Introduction: The shift toward virtual interviews in physician assistant/associate (PA) admissions accelerated during the COVID-19 pandemic, yet little is known about applicants' modality preferences. This study aimed to determine whether personal characteristics were associated with applicants' choice of interview format and to assess whether interview type was associated with admission outcomes and first-semester academic performance.
Methods: This multicenter retrospective study included 405 interviewees to 3 private PA programs during the 2023 to 2024 admission cycle. Applicants chose either in-person or virtual interviews. Data were extracted from Centralized Application Service for Physician Assistants and institutional records and included demographics, academic metrics, and interview outcomes. Bivariable analyses and logistic regression were used to explore associations between interview type, admission status, matriculation, and grade point average (GPA).

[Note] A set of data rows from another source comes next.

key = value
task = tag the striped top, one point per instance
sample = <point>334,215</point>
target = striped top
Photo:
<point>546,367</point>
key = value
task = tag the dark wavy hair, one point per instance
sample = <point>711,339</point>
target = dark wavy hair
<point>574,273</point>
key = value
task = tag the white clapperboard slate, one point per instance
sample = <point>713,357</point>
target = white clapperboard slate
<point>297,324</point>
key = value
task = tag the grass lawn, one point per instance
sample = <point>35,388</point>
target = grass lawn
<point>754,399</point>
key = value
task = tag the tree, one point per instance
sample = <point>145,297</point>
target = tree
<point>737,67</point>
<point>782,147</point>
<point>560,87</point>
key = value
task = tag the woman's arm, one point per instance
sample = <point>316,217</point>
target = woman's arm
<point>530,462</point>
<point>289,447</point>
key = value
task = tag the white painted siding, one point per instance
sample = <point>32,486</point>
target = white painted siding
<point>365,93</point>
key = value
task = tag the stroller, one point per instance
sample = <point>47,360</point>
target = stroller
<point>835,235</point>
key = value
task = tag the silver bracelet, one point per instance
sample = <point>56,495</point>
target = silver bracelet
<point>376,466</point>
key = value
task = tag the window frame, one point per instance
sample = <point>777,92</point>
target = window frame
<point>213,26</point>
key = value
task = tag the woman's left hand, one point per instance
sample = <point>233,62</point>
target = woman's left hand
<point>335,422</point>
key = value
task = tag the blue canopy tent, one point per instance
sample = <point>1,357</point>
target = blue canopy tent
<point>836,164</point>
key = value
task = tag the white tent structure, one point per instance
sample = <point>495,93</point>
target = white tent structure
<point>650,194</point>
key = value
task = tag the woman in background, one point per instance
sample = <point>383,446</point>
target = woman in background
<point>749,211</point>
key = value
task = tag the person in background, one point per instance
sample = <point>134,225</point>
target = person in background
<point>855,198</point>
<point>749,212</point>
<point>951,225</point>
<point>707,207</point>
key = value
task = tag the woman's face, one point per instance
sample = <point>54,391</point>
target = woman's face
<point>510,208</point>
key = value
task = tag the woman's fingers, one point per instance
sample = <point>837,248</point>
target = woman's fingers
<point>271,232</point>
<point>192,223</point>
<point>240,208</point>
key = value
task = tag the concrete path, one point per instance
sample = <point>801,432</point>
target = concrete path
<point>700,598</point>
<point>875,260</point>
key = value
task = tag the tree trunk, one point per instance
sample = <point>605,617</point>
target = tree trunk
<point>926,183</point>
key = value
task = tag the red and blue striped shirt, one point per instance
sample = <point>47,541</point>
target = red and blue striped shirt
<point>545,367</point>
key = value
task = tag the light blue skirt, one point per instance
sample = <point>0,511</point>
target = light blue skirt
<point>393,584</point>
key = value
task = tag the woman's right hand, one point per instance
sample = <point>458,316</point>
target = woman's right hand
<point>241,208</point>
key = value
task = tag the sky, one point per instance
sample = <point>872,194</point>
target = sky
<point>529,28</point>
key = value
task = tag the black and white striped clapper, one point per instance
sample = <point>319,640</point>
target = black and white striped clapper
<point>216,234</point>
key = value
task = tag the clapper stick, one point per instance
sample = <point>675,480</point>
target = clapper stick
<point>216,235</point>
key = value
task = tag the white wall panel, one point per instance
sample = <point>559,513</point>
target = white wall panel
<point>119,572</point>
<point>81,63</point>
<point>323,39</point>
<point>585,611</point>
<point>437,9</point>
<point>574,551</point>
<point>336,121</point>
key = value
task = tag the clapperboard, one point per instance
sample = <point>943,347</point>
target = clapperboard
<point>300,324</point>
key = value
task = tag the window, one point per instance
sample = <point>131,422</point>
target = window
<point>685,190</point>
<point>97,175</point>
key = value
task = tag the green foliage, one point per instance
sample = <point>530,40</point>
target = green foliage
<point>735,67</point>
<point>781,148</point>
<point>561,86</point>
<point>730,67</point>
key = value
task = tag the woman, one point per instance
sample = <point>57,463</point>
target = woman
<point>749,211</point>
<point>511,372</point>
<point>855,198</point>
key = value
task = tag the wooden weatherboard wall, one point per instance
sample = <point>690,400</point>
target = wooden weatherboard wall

Results: Of 405 interviewees, 270 chose in-person and 135 virtually. Those who chose virtual interviews were older, more likely to be male, lived farther from campus, had more patient care experience, and were more likely to identify as underrepresented in medicine (URiM). Among matriculants, those who interviewed virtually were more likely to report economic and environmental disadvantage. The proportion of interviewees offered admission and the proportion that matriculated were higher for those who chose in-person interviews than for those who chose to interview virtually. Interview type was not associated with first-semester GPA. Logistic regression identified URiM status and geographic distance as significant predictors of virtual interview choice.
Discussion: Offering virtual interviews may promote greater access and diversity without compromising academic outcomes. Applicants with URiM backgrounds or greater geographic/economic constraints were more likely to choose virtual formats. These findings support continued offering of virtual interviews as a strategy to reduce barriers in PA admissions.